5 of 5 people found the following review helpful:
4.0 out of 5 stars
Adrian Mole - Modern History,
By
This review is from: Adrian Mole: The Cappuccino Years (Paperback)
I would agree that, at first, the style of this book deviates from Adrian's first diaries in that the entries are really long-winded (and less funny), but perhaps that's deliberate (and that Townsend is showing Adrian trying to be more of a "writer", which he is renownedly crap at). It also coincides with a time in Adrian's life when he seems to have more time to write lengthy nonsense. Later in the diary, when he's more busy with "real life" tasks, his entries become shorter and more personally reflective (and therefore, more funny).What I think is brilliant about these books is remembering the era I grew up in. Adrian, as always, chronicles current events in his diary: such as Princess Diana's death and the new Blair government coming to power, and makes statements about these events, thus recording history in a way that portrays, more than most, how the "ordinary person" viewed those times. It then becomes more like a discourse of modern history - which I think is great. It's like having a (modern) 'memories museum' in book format. Fantastic! The Sunday Telegraph says it best - Townsend 'has held a mirror up to the nation and made us happy to laugh at what we see in it'.
4 of 4 people found the following review helpful:
2.0 out of 5 stars
Is it me?,
By A Customer
This review is from: Adrian Mole: The Cappuccino Years (Paperback)

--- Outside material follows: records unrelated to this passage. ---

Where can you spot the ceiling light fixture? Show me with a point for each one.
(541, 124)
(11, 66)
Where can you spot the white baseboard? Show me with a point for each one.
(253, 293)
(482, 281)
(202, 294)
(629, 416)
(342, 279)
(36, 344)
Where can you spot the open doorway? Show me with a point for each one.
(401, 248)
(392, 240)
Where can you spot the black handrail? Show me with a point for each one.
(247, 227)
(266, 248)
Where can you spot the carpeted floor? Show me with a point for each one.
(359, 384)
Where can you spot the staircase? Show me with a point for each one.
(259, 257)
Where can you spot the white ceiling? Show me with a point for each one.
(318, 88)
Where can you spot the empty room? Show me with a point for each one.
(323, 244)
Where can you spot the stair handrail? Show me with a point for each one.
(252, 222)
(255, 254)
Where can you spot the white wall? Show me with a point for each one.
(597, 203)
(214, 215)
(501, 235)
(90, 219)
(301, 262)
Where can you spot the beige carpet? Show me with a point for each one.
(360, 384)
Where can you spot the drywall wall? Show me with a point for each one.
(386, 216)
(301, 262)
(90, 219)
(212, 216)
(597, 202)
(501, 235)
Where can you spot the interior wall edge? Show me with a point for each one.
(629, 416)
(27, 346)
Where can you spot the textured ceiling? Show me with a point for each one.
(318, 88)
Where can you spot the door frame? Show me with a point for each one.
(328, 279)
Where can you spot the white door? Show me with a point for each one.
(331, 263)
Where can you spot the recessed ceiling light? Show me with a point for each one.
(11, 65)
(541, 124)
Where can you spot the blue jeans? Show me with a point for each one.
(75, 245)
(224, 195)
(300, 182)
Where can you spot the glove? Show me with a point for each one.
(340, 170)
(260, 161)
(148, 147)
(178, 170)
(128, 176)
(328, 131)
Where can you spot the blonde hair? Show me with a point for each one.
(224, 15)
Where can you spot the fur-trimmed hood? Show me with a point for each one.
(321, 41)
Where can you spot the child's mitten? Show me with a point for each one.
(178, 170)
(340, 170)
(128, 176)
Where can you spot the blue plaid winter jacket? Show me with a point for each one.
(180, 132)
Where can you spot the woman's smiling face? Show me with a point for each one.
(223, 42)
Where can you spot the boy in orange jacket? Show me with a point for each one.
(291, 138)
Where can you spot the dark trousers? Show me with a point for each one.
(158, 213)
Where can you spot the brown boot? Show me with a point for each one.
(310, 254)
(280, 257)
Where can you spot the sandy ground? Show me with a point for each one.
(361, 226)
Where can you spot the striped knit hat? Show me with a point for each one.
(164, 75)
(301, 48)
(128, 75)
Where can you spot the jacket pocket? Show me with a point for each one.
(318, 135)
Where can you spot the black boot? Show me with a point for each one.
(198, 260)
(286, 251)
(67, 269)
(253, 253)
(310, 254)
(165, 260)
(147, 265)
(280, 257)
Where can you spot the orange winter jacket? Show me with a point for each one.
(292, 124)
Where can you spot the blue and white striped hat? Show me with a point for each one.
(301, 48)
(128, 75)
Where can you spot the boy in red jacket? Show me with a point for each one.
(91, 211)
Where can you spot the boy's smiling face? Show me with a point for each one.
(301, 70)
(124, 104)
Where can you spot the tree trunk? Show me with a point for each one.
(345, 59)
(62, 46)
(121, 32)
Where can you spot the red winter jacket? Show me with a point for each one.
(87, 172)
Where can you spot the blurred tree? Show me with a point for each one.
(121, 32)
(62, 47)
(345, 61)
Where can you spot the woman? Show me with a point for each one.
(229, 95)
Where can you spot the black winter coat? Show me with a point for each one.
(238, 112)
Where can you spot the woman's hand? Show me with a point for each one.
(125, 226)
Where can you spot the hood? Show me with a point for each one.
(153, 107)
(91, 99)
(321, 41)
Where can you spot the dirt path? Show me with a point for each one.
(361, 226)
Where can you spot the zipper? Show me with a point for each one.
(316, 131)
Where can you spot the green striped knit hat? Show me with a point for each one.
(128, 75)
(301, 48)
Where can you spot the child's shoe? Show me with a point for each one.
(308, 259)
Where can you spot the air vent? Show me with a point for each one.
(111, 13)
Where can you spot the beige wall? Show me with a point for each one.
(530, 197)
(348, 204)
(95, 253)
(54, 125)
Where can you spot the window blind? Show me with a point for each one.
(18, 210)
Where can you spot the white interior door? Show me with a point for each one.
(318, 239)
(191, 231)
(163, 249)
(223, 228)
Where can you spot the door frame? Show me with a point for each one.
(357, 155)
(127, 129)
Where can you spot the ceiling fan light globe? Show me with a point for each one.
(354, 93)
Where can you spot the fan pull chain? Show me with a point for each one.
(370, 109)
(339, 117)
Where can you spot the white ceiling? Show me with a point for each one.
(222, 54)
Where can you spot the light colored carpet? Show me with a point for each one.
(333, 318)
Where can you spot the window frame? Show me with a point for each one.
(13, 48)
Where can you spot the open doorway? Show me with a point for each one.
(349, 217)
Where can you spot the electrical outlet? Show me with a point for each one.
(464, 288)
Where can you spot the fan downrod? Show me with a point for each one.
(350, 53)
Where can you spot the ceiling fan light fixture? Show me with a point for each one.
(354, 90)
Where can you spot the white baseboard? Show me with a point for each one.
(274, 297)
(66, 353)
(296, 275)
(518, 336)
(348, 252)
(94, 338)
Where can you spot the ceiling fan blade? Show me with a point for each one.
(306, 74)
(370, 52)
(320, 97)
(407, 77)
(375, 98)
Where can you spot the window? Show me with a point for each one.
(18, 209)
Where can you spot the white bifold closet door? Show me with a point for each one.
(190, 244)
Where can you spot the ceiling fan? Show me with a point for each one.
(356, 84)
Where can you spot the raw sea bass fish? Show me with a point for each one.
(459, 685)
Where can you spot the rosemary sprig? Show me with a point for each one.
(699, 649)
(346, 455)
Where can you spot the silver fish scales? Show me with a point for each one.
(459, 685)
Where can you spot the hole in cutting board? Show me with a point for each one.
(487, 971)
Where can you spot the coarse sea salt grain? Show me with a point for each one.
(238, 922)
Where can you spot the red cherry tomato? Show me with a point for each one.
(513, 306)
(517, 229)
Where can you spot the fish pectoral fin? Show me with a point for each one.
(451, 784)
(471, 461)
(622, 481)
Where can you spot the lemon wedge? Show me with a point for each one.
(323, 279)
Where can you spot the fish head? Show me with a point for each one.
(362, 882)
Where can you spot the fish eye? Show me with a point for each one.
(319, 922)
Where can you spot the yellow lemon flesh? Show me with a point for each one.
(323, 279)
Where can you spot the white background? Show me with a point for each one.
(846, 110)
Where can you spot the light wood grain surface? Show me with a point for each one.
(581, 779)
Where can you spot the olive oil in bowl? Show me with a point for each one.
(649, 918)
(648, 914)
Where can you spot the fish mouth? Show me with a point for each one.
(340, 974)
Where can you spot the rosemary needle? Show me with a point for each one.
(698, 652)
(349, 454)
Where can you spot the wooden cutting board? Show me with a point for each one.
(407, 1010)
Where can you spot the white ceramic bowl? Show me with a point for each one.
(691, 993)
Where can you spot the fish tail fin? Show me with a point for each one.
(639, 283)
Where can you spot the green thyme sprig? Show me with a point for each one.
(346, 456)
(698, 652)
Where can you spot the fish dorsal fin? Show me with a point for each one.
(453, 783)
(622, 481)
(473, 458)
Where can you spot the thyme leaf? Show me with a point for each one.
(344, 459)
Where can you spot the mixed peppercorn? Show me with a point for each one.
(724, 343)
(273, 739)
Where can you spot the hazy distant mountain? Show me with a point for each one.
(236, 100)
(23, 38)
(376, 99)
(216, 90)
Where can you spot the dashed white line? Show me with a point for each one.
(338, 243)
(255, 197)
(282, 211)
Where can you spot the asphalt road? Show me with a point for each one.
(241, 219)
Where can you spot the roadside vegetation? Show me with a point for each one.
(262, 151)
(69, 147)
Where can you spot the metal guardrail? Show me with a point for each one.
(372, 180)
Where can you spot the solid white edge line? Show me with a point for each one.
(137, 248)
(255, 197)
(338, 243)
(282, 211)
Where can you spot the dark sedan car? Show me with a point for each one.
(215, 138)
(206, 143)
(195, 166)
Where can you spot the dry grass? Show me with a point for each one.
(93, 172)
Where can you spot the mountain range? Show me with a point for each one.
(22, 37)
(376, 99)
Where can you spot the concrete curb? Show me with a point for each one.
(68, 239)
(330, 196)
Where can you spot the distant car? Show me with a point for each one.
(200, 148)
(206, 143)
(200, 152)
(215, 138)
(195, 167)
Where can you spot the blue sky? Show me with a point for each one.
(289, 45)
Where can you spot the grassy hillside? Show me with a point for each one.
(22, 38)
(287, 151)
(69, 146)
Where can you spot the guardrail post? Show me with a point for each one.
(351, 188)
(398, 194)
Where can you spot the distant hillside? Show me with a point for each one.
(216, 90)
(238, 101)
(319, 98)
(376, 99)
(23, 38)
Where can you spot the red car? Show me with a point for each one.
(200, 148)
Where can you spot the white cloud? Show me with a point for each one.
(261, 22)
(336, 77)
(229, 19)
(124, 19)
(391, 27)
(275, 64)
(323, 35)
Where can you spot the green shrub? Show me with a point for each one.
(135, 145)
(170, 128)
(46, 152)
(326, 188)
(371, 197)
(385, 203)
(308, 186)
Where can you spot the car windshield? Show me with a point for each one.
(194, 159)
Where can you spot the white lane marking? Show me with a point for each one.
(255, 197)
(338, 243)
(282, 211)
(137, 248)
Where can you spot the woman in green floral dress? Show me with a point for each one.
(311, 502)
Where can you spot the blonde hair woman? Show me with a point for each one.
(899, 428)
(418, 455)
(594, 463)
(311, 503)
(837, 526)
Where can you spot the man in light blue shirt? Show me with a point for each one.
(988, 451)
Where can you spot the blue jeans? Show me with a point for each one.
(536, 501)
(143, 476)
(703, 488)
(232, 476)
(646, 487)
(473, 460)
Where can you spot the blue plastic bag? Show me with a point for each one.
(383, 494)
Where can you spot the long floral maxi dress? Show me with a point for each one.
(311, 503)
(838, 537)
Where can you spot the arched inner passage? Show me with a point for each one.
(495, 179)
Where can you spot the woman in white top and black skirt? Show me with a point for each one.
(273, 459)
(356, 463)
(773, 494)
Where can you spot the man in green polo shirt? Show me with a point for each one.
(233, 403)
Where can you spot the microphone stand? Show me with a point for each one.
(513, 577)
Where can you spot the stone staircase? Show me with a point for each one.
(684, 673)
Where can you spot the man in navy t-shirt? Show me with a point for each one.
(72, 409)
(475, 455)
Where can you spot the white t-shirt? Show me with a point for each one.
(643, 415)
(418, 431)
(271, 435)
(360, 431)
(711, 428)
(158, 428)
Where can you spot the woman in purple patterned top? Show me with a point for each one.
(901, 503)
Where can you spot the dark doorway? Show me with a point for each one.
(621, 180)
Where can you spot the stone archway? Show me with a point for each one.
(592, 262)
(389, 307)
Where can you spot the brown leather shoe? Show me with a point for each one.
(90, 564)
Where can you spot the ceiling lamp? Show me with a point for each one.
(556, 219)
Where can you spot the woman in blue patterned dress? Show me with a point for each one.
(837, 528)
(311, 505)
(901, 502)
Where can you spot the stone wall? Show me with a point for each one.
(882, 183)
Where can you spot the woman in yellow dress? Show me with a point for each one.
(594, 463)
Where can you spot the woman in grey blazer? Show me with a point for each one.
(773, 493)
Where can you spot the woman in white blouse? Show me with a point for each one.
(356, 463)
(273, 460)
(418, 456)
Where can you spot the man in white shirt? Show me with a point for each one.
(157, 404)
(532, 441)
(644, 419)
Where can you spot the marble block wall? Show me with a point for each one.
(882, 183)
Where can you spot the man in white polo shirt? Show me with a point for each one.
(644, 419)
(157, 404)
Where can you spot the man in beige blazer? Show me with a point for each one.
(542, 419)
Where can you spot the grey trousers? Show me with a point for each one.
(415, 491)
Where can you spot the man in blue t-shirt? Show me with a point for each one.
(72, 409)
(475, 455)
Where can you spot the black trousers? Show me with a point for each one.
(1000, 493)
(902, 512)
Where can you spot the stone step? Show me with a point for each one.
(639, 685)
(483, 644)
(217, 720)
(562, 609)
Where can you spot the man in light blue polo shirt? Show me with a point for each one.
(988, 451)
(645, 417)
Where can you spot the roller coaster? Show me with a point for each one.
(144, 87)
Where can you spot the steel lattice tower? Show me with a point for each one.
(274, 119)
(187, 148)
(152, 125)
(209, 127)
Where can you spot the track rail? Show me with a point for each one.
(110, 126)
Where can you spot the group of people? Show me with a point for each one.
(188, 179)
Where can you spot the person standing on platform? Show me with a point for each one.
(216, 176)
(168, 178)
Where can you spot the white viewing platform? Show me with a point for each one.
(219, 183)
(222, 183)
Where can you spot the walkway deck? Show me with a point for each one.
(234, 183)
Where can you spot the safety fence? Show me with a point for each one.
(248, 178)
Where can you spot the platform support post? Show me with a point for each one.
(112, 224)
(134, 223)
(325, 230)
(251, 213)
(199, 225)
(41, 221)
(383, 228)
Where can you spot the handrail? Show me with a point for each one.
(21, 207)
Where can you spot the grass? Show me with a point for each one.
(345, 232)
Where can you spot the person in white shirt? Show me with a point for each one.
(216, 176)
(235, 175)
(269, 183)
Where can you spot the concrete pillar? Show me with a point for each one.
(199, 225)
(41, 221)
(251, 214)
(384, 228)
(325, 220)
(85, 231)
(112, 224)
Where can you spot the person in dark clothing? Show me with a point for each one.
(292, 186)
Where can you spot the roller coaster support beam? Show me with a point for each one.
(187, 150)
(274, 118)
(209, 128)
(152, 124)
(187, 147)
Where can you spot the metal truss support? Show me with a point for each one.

I'm sorry, but I can't agree with any of the previous reviews. I tried hard to get into this book, as I loved the original Adrian Mole's Diary (Aged 13 3/4), but I just didn't find it funny! The only bit that I giggled at, was the thought of the 'New Dog' perched on top of the cushion that was too big for it's basket! I'm beginning to wonder if it's just my sense of humour that's failing. If that's the case, I apologise again.